School of Psychology, Georgia Institute of Technology, Atlanta, USA.
School of Economics, Georgia Institute of Technology, Atlanta, USA.
Sci Rep. 2022 Aug 17;12(1):13923. doi: 10.1038/s41598-022-18245-1.
Reinforcement learning (RL) models have been influential in characterizing human learning and decision making, but few studies apply them to characterizing human spatial navigation and even fewer systematically compare RL models under different navigation requirements. Because RL can characterize one's learning strategies quantitatively and in a continuous manner, and one's consistency of using such strategies, it can provide a novel and important perspective for understanding the marked individual differences in human navigation and disentangle navigation strategies from navigation performance. One-hundred and fourteen participants completed wayfinding tasks in a virtual environment where different phases manipulated navigation requirements. We compared performance of five RL models (3 model-free, 1 model-based and 1 "hybrid") at fitting navigation behaviors in different phases. Supporting implications from prior literature, the hybrid model provided the best fit regardless of navigation requirements, suggesting the majority of participants rely on a blend of model-free (route-following) and model-based (cognitive mapping) learning in such navigation scenarios. Furthermore, consistent with a key prediction, there was a correlation in the hybrid model between the weight on model-based learning (i.e., navigation strategy) and the navigator's exploration vs. exploitation tendency (i.e., consistency of using such navigation strategy), which was modulated by navigation task requirements. Together, we not only show how computational findings from RL align with the spatial navigation literature, but also reveal how the relationship between navigation strategy and a person's consistency using such strategies changes as navigation requirements change.

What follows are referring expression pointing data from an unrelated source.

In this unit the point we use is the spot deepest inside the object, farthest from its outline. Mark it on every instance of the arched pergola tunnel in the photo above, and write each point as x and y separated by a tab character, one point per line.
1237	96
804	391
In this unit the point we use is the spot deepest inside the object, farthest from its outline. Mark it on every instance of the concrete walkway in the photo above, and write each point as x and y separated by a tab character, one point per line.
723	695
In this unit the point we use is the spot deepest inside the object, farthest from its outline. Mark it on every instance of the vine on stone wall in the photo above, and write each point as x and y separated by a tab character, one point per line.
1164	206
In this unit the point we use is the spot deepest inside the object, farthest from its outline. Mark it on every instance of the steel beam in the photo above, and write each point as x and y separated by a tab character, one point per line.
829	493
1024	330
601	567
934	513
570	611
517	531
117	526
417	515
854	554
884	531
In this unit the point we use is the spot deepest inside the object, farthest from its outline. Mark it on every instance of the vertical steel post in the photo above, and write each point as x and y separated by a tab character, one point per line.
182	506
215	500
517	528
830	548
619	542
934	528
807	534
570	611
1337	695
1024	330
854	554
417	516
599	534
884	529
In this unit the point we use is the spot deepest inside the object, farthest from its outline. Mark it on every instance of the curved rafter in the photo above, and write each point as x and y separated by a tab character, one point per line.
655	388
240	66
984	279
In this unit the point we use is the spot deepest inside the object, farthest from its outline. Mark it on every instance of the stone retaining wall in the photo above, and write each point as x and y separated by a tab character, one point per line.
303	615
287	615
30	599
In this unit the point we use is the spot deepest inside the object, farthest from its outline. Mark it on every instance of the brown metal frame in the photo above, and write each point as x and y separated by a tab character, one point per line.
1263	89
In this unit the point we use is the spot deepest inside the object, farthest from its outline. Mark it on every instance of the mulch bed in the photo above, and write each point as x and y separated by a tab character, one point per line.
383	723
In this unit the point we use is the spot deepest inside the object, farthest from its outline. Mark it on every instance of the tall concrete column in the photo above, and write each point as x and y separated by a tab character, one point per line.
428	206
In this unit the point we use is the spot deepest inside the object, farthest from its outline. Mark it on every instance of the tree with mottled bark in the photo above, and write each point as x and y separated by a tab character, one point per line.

强化学习 (RL) 模型在刻画人类学习和决策方面具有重要影响,但很少有研究将其应用于刻画人类空间导航,更少有研究系统地比较不同导航要求下的 RL 模型。由于 RL 可以定量且连续地刻画一个人的学习策略及其使用这些策略的一致性,因此它可以为理解人类导航中的显著个体差异提供一个新颖而重要的视角,并将导航策略与导航性能区分开来。114 名参与者在虚拟环境中完成了寻路任务,其中不同阶段操纵了导航要求。我们比较了五个 RL 模型(3 个无模型、1 个基于模型和 1 个“混合”)在不同阶段拟合导航行为的性能。支持先前文献中的相关含义,混合模型无论导航要求如何,都提供了最佳拟合,这表明大多数参与者在这种导航场景中依赖于无模型(路线跟随)和基于模型(认知映射)学习的混合。此外,与一个关键预测一致,混合模型中基于模型的学习(即导航策略)的权重与导航者的探索与利用倾向(即使用此类导航策略的一致性)之间存在相关性,而这种相关性受到导航任务要求的调节。总之,我们不仅展示了 RL 的计算结果如何与空间导航文献相一致,还揭示了随着导航要求的变化,导航策略与一个人使用这些策略的一致性之间的关系如何变化。